In recent years, a number of firms have emerged looking to meet the credit needs of such venture-backed and growth startups: i80 Group is one of those firms.

Former Goldman Sachs investment banker Marc Helwani founded i80 in 2016 after investing in early-stage New York-based fintechs in 2014-2015 via his VC fund, Avenue A Ventures.

“It became very clear to me that fintech was going to explode,” he recalls. “At that time, it was still relatively new. And every time I spoke to a company, they would tell me, ‘We know how to raise VC, but what about the credit?’ I just saw this white space.”

For example, proptechs that buy homes on behalf of buyers don’t want to use venture money. Fintechs that want to make loans to consumers don’t want to use equity to do it. Instead, in those cases, credit might be more desirable.

Enter i80. The firm offers credit exclusively, and over the years has quietly committed more than $1 billion to over 15 companies –including real estate marketplace Properly, finance app MoneyLion and SaaS financing company Capchase — that have all raised a significant amount of venture capital but are looking for credit “to help them scale very efficiently and in a non-dilutive manner so they can retain more ownership of their companies,” Helwani said. 

Its $1 billion milestone follows fund commitments nearing $500 million from an unnamed “leading global asset manager” as well as other institutional and retail investors.

Image Credits: Founder and Chief Investment Officer Marc Helwani / i80 Group

I80 — which derives its name from the highway that connects New York and San Francisco — is mainly focused on the fintech and proptech sectors. 

“They are the two centers for the venture ecosystem,” Helwani said. “And we’re trying to be a bridge between those two cities.” I80 has offices in both locations and will soon be opening one in Montreal.

The firm works in conjunction with VC firms such as a16z (more formally known as Andreessen Horowitz); Affirm and PayPal co-founder Max Levchin’s SciFi; Khosla Ventures; Union Square Ventures; and QED.
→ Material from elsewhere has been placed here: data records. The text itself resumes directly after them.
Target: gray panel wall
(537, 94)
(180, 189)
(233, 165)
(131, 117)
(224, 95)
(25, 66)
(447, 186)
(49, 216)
“In a perfect world, venture capital would be called venture equity,” Helwani said. “VCs’ capital is critical for companies to hire and get office space. But when it comes time to do what the actual business is, such as provide loans or buy homes, capital like ours is very accretive without VCs and management losing ownership in the business. In these cases, using both credit and equity makes a lot of sense.”

Helwani is reluctant to call what i80 offers venture “debt.” He says that has a very specific connotation and is what Silicon Valley Bank and others like it do in providing debt as a percentage of a previous equity round. Instead, according to Helwani, i80’s approach is to minimize fees. The vast majority of its deals are “interest-rate related.”

“With mortgages, for example, we never think about the fees upfront, and focus more on the interest rate,” Helwan said. “We believe the more transparent we are, the more companies will want to work with us.”

I80 conducts quarterly calls with VCs and for now, that’s how it typically sources most of its deal flow. It also gets referrals. Helwani believes that i80 stands out from other firms also offering credit in that it’s “not trying to be credit investors in VC clothing.”

He also thinks that the fact that the i80 team is made of operators, as well as investors, is a contributing factor.

The firm is set to close another half a dozen deals in the next 60 to 90 days, and then plans to set its sights on raising more capital.

“We want to fill this void, and help companies raise money in their subsequent rounds at higher valuations,” Helwani said.